Le mouvement nationaliste a été durablement affaibli par la création de partis de gauche, par définition poreux aux idées françaises, à l’instar de l’UDB dans les années 1960, puis d’Emgann dans les années 1980, mouvement marxiste-indépendantiste que Gaël Roblin, sa figure la plus détestable, a mené à la disparition au début des années 2000. Malgré l’action de POBL (Parti pour l’Organisation d’une Bretagne Libre) et d’Adsav!, le nationalisme breton n’est pas parvenu dans le premier quart du 21ème siècle à maintenir une structure solide, disciplinée, dotée de cadres compétents et dynamiques en mesure d’enraciner l’Emsav dans une partie des masses, notamment électoralement et culturellement. La formation du Parti National Breton, au début de l’année 2022, marque une opposition consciente à cette tendance générale. En dépit des puissants obstacles cités précédemment, il s’agit non seulement de maintenir le nationalisme breton dans le paysage politique de la Bretagne, mais aussi de stopper la catastrophique régression régionaliste incarnée tantôt par l’UDB, tantôt par le Parti Breton au plan politique, et par diverses associations qui leur sont associées au plan social ou culturel.

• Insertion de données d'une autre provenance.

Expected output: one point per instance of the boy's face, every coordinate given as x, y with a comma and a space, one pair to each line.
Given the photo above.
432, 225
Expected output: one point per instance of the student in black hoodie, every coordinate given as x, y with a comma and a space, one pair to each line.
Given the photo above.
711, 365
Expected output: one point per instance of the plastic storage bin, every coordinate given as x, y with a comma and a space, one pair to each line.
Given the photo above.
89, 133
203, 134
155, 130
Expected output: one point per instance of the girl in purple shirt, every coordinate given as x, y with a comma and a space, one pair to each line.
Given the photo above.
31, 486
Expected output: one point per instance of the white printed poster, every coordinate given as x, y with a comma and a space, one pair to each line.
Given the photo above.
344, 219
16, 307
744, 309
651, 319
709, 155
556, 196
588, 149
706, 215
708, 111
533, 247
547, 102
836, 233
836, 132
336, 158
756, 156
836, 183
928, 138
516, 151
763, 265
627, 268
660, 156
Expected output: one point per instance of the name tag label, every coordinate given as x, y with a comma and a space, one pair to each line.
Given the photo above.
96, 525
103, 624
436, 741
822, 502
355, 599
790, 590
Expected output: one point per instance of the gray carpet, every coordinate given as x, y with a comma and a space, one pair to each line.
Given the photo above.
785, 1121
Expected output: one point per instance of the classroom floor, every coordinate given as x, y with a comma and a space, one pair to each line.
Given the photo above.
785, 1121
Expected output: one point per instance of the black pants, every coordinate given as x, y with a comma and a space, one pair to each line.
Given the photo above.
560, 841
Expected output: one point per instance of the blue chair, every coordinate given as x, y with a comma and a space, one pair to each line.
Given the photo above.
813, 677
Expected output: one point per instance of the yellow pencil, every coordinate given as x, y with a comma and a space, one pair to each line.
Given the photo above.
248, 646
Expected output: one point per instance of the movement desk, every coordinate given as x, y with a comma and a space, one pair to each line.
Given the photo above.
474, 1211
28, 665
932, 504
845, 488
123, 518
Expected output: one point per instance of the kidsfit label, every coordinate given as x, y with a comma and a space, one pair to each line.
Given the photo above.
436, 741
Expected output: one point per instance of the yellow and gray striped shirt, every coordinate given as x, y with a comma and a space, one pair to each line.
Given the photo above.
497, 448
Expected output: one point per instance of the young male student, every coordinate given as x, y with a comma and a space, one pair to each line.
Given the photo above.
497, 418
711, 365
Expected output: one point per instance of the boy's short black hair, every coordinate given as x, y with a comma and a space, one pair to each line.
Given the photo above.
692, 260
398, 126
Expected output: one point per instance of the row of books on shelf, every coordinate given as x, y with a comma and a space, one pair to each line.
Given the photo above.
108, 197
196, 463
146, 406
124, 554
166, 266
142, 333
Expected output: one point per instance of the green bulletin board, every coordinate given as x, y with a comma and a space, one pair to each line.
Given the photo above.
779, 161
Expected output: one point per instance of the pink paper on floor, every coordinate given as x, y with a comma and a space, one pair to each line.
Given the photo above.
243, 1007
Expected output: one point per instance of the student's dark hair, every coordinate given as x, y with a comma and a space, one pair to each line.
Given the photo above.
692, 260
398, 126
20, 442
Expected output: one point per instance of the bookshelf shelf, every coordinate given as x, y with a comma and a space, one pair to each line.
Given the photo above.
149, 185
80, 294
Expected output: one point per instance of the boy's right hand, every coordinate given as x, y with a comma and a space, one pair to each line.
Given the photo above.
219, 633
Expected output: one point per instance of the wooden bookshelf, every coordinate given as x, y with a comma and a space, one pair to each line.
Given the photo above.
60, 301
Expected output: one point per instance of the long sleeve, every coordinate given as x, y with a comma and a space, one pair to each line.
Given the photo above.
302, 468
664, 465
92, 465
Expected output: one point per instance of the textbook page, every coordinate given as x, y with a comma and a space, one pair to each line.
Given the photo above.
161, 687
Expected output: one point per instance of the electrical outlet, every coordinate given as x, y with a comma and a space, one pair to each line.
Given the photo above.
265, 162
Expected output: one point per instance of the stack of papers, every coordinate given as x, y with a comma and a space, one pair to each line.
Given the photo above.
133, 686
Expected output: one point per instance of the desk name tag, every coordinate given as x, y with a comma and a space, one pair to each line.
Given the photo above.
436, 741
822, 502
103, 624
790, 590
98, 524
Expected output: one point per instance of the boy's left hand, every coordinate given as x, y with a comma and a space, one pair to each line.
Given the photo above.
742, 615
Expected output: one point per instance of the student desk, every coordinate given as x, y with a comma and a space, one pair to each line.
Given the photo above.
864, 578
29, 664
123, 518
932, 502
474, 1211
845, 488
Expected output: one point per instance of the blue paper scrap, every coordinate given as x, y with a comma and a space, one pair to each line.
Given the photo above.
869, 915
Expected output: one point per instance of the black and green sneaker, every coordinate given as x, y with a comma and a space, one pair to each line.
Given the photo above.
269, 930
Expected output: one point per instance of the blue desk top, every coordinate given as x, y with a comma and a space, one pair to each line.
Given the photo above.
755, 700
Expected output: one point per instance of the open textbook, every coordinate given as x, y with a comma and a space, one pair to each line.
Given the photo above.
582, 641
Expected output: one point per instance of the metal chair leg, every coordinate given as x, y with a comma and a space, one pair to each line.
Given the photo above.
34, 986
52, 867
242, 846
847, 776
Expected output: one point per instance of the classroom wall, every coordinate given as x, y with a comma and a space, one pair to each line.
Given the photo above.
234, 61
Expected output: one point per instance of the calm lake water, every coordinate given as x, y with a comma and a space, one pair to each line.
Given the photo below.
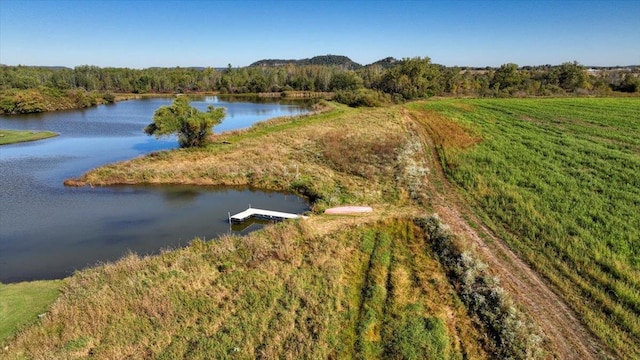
48, 230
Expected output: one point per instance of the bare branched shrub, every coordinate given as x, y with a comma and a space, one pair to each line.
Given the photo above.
512, 334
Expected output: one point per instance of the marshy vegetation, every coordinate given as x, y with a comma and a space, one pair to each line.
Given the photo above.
552, 177
15, 136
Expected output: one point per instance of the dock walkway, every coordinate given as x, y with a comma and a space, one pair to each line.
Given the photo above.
262, 214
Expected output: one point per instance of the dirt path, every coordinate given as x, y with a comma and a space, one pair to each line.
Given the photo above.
568, 337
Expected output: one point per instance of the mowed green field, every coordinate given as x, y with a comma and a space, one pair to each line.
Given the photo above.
21, 303
559, 180
15, 136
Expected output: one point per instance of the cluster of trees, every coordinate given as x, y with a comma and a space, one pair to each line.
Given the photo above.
396, 79
193, 127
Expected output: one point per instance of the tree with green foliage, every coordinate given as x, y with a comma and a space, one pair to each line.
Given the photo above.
193, 127
506, 77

Pour le PNB, présenter ses premiers candidats aux élections, peu importe lesquelles, sera indubitablement un moment essentiel de cet effort pour le maintien de l’Emsav dans une Bretagne politiquement moribonde.

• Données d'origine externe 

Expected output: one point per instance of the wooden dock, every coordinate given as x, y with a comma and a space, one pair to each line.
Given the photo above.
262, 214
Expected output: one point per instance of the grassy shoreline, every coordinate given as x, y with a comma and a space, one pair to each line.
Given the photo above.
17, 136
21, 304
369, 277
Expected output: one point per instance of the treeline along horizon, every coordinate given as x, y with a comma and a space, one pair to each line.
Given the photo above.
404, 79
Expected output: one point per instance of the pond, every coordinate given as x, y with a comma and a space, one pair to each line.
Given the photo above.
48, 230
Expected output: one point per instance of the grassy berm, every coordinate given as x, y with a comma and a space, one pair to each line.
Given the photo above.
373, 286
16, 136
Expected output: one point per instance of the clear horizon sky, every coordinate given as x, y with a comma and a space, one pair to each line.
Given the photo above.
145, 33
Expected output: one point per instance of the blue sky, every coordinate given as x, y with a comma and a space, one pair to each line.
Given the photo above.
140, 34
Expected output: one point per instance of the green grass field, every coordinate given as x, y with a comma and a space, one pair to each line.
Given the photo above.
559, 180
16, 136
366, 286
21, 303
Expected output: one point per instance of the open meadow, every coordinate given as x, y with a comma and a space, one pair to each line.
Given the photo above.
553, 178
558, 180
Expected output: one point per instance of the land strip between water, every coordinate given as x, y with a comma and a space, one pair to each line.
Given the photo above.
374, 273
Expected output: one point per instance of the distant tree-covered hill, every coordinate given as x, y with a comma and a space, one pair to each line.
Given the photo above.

Cette rupture est d’autant plus nécessaire que les limites du paradigme du Troisième Emsav sont atteintes. Si le premier Emsav a éveillé la conscience nationale bretonne par un travail d’avant-garde, que le second Emsav a créé les outils de la modernisation indispensable à la nation bretonne et que le troisième Emsav a massifié cette modernisation par l’action culturelle, le quatrième Emsav se doit d’être pleinement étatique et d’avancer vers l’État breton à un moment de crise décisive pour l’État français tel qu’il existe depuis 1789. C’est dans une phase d’accélération historique que les revirements les plus puissants ont lieu. Le PNB doit agréger les Bretons qui réalisent que l’État breton est la seule alternative à la déchéance terminale de la France et faire d’eux une force politique unifiée. Le Parti National Breton, comme instrument du nationalisme breton, doit se faire respecter et apprendre à ceux qui voudraient perpétuer le sectarisme de gauche à l’égard des nationalistes que cet exercice entraînera systématiquement une riposte, immédiate et frontale. Cette affirmation sans concession est la clef de l’émergence du nationalisme breton sur les ruines des idées françaises et de leurs facilitateurs en Bretagne.